November 26, 2020

Vintage-Nitro

Still car-crazy after all these years

Funny car showdown: Jerry Harvey against Wayne Gapp

In a battle of SOHC powered Fords, Wayne Gapp defeated Jerry Harvey at Detroit Dragway's 1967 Midwest Championshps.
Wayne Gapp leaves on Jerry Harvey's Quiet One Mustang A/FX car at Detroit Dragway's 1967 Midwest Championships. 126mm Instamatic Photo by Tom Bonner

This one is for the Ford and Mercury lovers. Jerry Harvey, wheeling the Quiet One II SOHC Mustang takes on Wayne Gapp in the Chargin’ Cyclone at Detroit Dragway’s 1967 Midwest Championships.

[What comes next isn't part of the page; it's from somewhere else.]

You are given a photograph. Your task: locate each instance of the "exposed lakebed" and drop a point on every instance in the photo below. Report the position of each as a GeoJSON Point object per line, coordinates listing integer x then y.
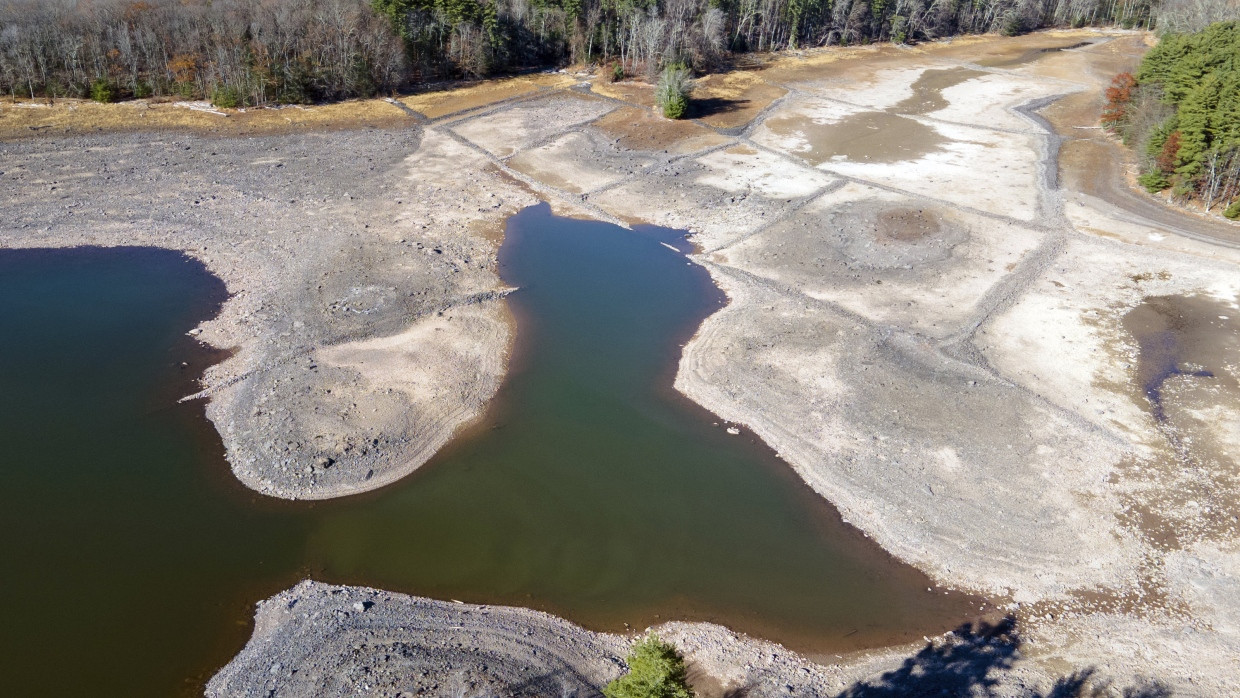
{"type": "Point", "coordinates": [590, 489]}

I’ve discussed the Chargin’ Cyclone before, as Gapp ran the same car at the Detroit Invitational a year earlier. Gapp and the Hi-Risers returned in 1967 to again capture runner up honors in the gasoine funny car segment.

His opponent this round is Jerry Harvey. According to Dearborn Flashback, a site that seems to be an authority on Ford Racing History, the Mustang was originally built for Len Richer. It was updated by Holmon and Moody and turned over to Harvey for the ’66 and ’67 racing seasons. Harvey collected the A/FX crown at the 1966 Winternationals in the ‘Stang, and ran the car through 1967.

In later years, both Hubert Platt and Dyno Don Nicholson took turns running the Mustang at national events. A group of east coast racers then acquired it for street racing. According to the Dearbon Flashback article, the car still exists and has been restored to the ’66 configuration.

Although not as radical as the Gray Ghost or the Stardust Charger, the Quiet One II is indeed an altered wheelbase funny car, with the rear wheels moved forward three inches. The original Mustang chassis was heavily modified to accommodate the big 427ci Ford cammer powerplant.

Gapp moved on to a SOHC Mercury Cougar he called Top Cat Super Cat, then took possesion of Pete Gate’s Comet funny car. He draped the chassis with a fiberglass Mustang body and campaigned it as a gas funny car. Eventually, he teamed with Jack Roush to become a fearsome competitor in the early days of Pro Stock Eliminator.

If you’re wondering about all the pylons and the twin Christmas trees, those are for four lane racing. In 1967, Detroit Dragway ran the pro cars and match racers  in two car matches, but most of the other categories went off as a four car matches. The top two cars advanced to the next round, while two cars went home. In those days, when inexpensive Muscle cars were available at any dealership, a huge amount of street driven entries turned up every Sunday. By running them four at a time, the track was able to complete the day’s racing in half the time.